Six players to watch at the WATC
BUENOS AIRES, Argentina – Well, it’s Census Day in Argentina, and that means no golf for participants at the World Amateur Team Championship. Almost all of Buenos Aires’ businesses, including the golf courses, are closed as the census is calculated. That means it’s a rest day for most teams. Since there is no on-course action to report, here are a half-dozen international players to keep an eye on this week:
• Romain Wattel, France (No. 6 in Golfweek/amateurgolf.com World Rankings).
Wattel won on the Challenge Tour as a 19-year-old last month. He’s the fifth amateur to win a Challenge Tour event, and second this year. He also tied for 32nd in the European Tour’s French Open. Wattel, who also won this year’s Scottish Amateur, will turn pro after the World Amateur Team Championship.
All three Frenchmen at the World Amateur Team Championship rank in the top 25 in the Golfweek/amateurgolf.com World Rankings. Johann Lopez-Lazaro is No. 25, and Alexander Levy is No. 26.
• Matt Jager, Australia (No. 11)
Jager put together one of the most impressive amateur performances of the year. Jager swept Australia’s stroke-play and match-play national championships, which are held over a single week. (the 72-hole stroke-play event determines the 32 match-play participants.) He won the stroke-play event by five shots over two players, including British Open low amateur Jin Jeong. Jager beat New Zealand’s Ben Campbell, 8 and 7, in the final.
Jager also won the New Zealand Amateur, finished fourth at the NEC Master of the Amateurs and tied for 23rd in the Nationwide Tour’s New Zealand Open.
Jager is part of a strong Australian contingent. Kieran Pratt, No. 5 in the Golfweek/amateurgolf.com rankings, was a semifinalist at the Western Amateur in the United States. Bryden Macpherson played half of last season at the University of Georgia, and was named the SEC Newcomer of the Year. He was No. 63 in the Golfweek/Sagarin College Rankings.

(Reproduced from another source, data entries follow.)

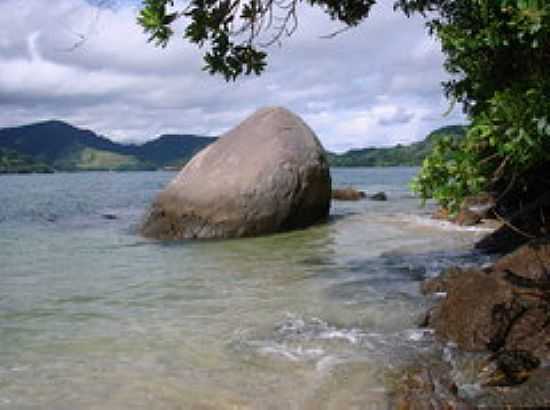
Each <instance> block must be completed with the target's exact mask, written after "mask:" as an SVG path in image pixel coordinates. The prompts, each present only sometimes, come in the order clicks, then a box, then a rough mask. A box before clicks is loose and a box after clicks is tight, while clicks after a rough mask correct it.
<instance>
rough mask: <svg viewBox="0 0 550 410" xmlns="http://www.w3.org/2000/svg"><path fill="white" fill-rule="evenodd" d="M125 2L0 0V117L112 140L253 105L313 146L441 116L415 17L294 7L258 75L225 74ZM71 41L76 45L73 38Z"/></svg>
mask: <svg viewBox="0 0 550 410" xmlns="http://www.w3.org/2000/svg"><path fill="white" fill-rule="evenodd" d="M135 17H136V7H135V5H134V6H132V5H128V4H127V3H120V4H119V7H117V8H102V9H98V8H96V7H94V6H92V5H90V4H89V3H88V2H86V1H85V0H57V1H55V2H51V4H50V3H49V4H48V6H47V7H45V6H44V1H43V0H26V1H25V2H21V1H20V0H3V1H2V2H1V3H0V105H1V106H2V110H0V127H2V126H12V125H20V124H23V123H28V122H34V121H39V120H44V119H49V118H58V119H62V120H66V121H69V122H72V123H74V124H75V125H77V126H82V127H86V128H90V129H93V130H96V131H97V132H99V133H101V134H104V135H108V136H110V137H113V138H114V139H117V140H121V141H128V140H132V141H142V140H145V139H149V138H153V137H154V136H155V135H158V134H161V133H168V132H170V133H199V134H209V135H217V134H220V133H222V132H223V131H225V130H227V129H228V128H230V127H232V126H234V125H236V123H238V122H239V121H240V120H241V119H243V118H244V117H245V116H246V115H248V114H250V113H251V112H253V111H254V110H255V109H257V108H258V107H260V106H264V105H283V106H287V107H288V108H290V109H292V110H293V111H295V112H297V113H298V114H300V115H302V116H303V117H304V118H305V119H306V121H308V123H309V124H310V125H311V127H312V128H313V129H314V130H315V131H316V132H317V134H318V135H319V137H320V138H321V140H322V141H323V143H324V144H325V146H326V147H327V148H329V149H333V150H345V149H348V148H352V147H353V148H358V147H364V146H378V145H392V144H395V143H398V142H399V143H407V142H412V141H415V140H419V139H421V138H423V137H424V136H425V135H426V134H427V133H428V132H429V131H431V130H432V129H434V128H435V127H438V126H440V125H443V124H449V123H453V122H456V121H462V116H461V115H460V113H458V112H455V113H454V114H453V116H452V117H450V118H443V117H442V113H443V112H445V111H446V108H447V103H446V102H445V100H444V99H443V98H442V97H441V88H440V82H441V81H442V80H443V79H445V74H444V72H443V70H442V57H441V53H440V51H439V46H438V44H437V43H436V42H435V41H433V39H430V38H428V37H427V34H426V33H425V29H424V27H423V22H422V21H421V20H419V19H406V18H405V17H404V16H402V15H400V14H396V13H394V12H393V11H392V8H391V2H384V3H383V4H382V5H379V6H377V7H376V8H375V10H374V12H373V14H372V16H371V17H370V18H369V19H368V20H367V21H366V22H365V23H363V24H362V25H360V26H359V27H357V28H355V29H353V30H349V31H347V32H345V33H342V34H341V35H339V36H338V37H336V38H334V39H330V40H326V39H320V37H321V36H322V35H326V34H328V33H331V32H333V31H334V30H335V29H337V28H338V26H336V25H335V24H334V23H333V22H331V21H330V20H329V19H328V18H327V17H326V16H325V15H324V14H323V13H322V12H321V11H319V10H316V9H312V8H310V7H304V8H303V10H302V13H301V20H300V27H299V30H298V32H297V33H296V34H295V35H294V36H293V37H292V38H291V39H288V40H287V41H286V42H285V43H284V45H283V47H281V48H279V47H273V48H271V49H270V52H271V53H270V61H269V63H270V65H269V68H268V70H267V71H266V72H265V74H264V75H263V76H262V77H260V78H246V79H243V80H240V81H238V82H236V83H229V84H228V83H225V82H224V81H223V79H220V78H217V77H211V76H209V75H208V74H206V73H205V72H203V71H202V70H201V67H202V64H203V63H202V60H201V53H200V51H199V50H197V49H196V48H194V47H193V46H192V45H190V44H188V43H186V42H185V41H183V40H181V39H180V38H179V37H178V38H174V40H173V42H172V43H171V45H170V46H169V47H167V48H166V49H157V48H155V47H153V46H152V45H149V44H147V43H146V36H145V35H144V34H143V33H142V30H141V28H140V27H138V25H137V24H136V21H135ZM75 45H78V47H74V46H75Z"/></svg>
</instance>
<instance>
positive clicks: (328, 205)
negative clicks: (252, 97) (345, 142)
mask: <svg viewBox="0 0 550 410" xmlns="http://www.w3.org/2000/svg"><path fill="white" fill-rule="evenodd" d="M330 197H331V181H330V172H329V165H328V161H327V158H326V155H325V151H324V150H323V147H322V146H321V144H320V142H319V140H318V139H317V137H316V136H315V134H314V133H313V131H312V130H311V129H310V128H309V127H308V126H307V125H306V124H305V123H304V122H303V121H302V120H301V119H300V118H299V117H297V116H296V115H294V114H292V113H291V112H289V111H288V110H286V109H284V108H264V109H261V110H259V111H257V112H256V113H255V114H253V115H252V116H251V117H249V118H248V119H246V120H245V121H243V122H242V123H241V124H239V125H238V126H237V127H236V128H234V129H233V130H231V131H229V132H228V133H226V134H225V135H223V136H222V137H221V138H220V139H219V140H218V141H216V142H215V143H214V144H212V145H210V146H208V147H207V148H205V149H204V150H203V151H201V152H200V153H199V154H197V155H196V156H195V157H194V158H193V159H192V160H191V161H190V162H189V163H188V164H187V165H186V166H185V167H184V168H183V170H182V171H181V172H180V173H179V174H178V175H177V176H176V178H175V179H174V180H173V181H172V182H171V183H170V184H169V185H168V186H167V188H166V189H165V190H164V191H162V192H161V193H160V194H159V195H158V197H157V198H156V200H155V201H154V203H153V205H152V207H151V210H150V212H149V214H148V215H147V217H146V220H145V222H144V224H143V226H142V233H143V234H144V235H145V236H147V237H152V238H157V239H192V238H231V237H243V236H255V235H261V234H268V233H273V232H278V231H283V230H289V229H295V228H303V227H307V226H309V225H312V224H314V223H316V222H319V221H321V220H323V219H325V218H326V217H327V216H328V212H329V208H330Z"/></svg>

• Tom Lewis, England (No. 14)
Lewis won the 2009 English Boys and British Boys titles. He’s found success in amateur competition this year, finishing second in medal play at the British Amateur before advancing to the Round of 16. He also tied for fourth at the St. Andrews Links Trophy and tied for eighth at the Jones Cup, a prestigious international competition at Ocean Forest Golf Club in St. Simons Island, Ga.

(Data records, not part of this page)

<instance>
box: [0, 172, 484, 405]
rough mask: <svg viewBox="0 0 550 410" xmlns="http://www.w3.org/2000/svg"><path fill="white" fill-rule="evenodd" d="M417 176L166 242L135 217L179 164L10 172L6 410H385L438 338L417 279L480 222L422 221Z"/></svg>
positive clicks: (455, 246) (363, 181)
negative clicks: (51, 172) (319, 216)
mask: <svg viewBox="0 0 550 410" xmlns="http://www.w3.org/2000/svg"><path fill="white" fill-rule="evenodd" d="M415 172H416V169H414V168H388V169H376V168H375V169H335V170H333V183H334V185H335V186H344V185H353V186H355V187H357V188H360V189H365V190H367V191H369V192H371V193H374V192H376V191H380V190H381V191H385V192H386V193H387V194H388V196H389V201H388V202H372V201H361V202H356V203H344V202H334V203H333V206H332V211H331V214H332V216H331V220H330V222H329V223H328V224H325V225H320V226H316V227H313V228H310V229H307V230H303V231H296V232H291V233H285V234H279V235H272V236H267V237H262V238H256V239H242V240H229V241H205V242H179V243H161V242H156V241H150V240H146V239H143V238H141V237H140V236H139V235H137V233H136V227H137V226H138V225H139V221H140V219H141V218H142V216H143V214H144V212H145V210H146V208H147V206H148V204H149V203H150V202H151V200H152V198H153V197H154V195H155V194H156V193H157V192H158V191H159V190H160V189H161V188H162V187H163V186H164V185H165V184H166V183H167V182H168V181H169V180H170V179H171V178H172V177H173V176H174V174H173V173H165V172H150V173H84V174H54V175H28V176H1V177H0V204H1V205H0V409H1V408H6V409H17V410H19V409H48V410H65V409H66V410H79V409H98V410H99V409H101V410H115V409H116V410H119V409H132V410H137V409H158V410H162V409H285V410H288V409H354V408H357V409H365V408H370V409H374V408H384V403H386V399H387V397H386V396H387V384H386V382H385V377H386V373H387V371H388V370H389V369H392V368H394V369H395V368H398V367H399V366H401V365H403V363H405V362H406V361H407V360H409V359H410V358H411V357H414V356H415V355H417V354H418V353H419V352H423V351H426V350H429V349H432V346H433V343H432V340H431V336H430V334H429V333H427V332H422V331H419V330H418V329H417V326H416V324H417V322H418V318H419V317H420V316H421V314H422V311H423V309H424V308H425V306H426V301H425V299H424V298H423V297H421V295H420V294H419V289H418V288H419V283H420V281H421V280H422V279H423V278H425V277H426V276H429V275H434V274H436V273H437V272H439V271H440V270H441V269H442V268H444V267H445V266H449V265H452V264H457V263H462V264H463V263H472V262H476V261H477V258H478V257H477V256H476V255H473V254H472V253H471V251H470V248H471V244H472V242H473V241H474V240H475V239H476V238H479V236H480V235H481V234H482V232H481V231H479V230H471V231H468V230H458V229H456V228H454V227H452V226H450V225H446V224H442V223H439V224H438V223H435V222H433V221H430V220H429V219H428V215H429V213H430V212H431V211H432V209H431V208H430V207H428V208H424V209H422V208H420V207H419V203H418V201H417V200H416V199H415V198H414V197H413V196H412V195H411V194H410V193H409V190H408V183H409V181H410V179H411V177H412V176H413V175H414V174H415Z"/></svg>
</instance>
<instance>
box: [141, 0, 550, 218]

• Andrea Pavan, Italy (No. 29)
Pavan is another in what seems to be an increasingly long line of successful Italian golfers. He was a first-team All-American at Texas A&M this past season, and was No. 11 in the Golfweek/Sagarin College Rankings. Pavan had a strong summer; he was runner-up at the European Amateur and quarterfinalist at the British Amateur.

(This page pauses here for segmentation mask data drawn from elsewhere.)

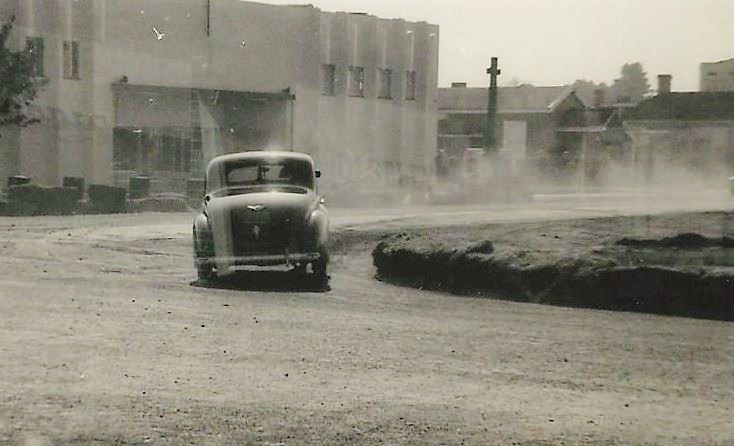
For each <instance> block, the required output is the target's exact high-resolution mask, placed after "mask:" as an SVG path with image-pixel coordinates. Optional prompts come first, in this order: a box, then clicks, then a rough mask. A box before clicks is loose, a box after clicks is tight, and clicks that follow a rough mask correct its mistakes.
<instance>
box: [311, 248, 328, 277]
mask: <svg viewBox="0 0 734 446" xmlns="http://www.w3.org/2000/svg"><path fill="white" fill-rule="evenodd" d="M328 264H329V253H328V252H326V250H321V251H320V257H319V259H318V260H316V261H315V262H313V264H312V265H311V267H312V268H313V275H314V278H316V279H317V280H321V281H326V280H328V279H329V275H328V274H327V265H328Z"/></svg>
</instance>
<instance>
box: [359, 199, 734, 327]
mask: <svg viewBox="0 0 734 446" xmlns="http://www.w3.org/2000/svg"><path fill="white" fill-rule="evenodd" d="M730 221H732V222H733V223H734V214H731V213H729V214H727V213H704V214H680V215H671V216H662V217H653V218H651V217H641V218H640V217H628V218H610V219H596V220H580V221H574V222H558V223H551V224H546V225H540V224H524V225H513V227H512V228H509V227H507V226H493V227H485V228H473V229H466V230H465V231H462V232H460V233H458V234H457V233H446V232H443V233H439V232H438V231H430V230H426V231H421V232H414V233H411V234H408V233H401V234H397V235H394V236H392V237H389V238H387V239H385V240H383V241H381V242H380V243H379V244H378V246H377V247H376V248H375V249H374V251H373V253H372V255H373V261H374V264H375V266H376V267H377V270H378V275H379V277H380V278H382V279H384V280H389V281H393V282H399V283H402V284H407V285H411V286H417V287H423V288H432V289H443V290H448V291H451V292H455V293H460V294H468V293H479V294H481V293H484V292H499V293H502V295H503V296H505V297H506V298H508V299H512V300H519V301H526V302H535V303H547V304H553V305H566V306H578V307H590V308H600V309H611V310H624V311H640V312H650V313H660V314H669V315H679V316H690V317H702V318H710V319H719V320H729V321H731V320H734V243H732V241H733V239H732V238H731V237H730V236H729V235H728V228H729V227H731V228H732V229H734V224H732V225H730V224H729V222H730ZM692 230H693V231H696V232H695V233H694V232H692ZM699 232H701V233H699Z"/></svg>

Pavan’s success did not carry over to PGA Tour Q-School, though. Pavan played the first stage last week in Lakeland, Fla. Pavan, who missed advancing by a single shot, was undone by poor opening rounds. He shot 73-75 in the first two rounds, then rallied with 68-65. He made just one bogey over his final 36 holes, but it wasn’t enough.
• Lucas Bjerregaard, Denmark (No. 69)
Bjerregaard won this year’s European Amateur, a victory that earned him a place in next year’s British Open. He also was co-medalist at the Junior World Cup in Japan. Among the players he beat were Americans Yaroslav Merkulov, Bobby Wyatt, Cameron Wilson and Oliver Schniederjans. Bjerregaard also tied for 34th in a Challenge Tour event this year.
• Alan Dunbar, Ireland (No. 87)
Dunbar won last year’s St. Andrews Links Trophy, arguably the top event in the British Isles outside of the British Amateur. This year, he won the Irish Amateur, the North of Ireland Amateur and advanced to the Round of 16 at the British Amateur.
Dunbar is teamed with a player, Kevin Phelan, who already plays college golf in the U.S. Phelan, a sophomore at North Florida, qualified for this year’s U.S. Open and advanced to the semifinals of the U.S. Amateur Public Links. The third member of Ireland’s team, Paul Cutler, won this year’s Lytham Trophy, held at British Open site Royal Lytham & St. Annes, and was a quarterfinalist at the British Amateur.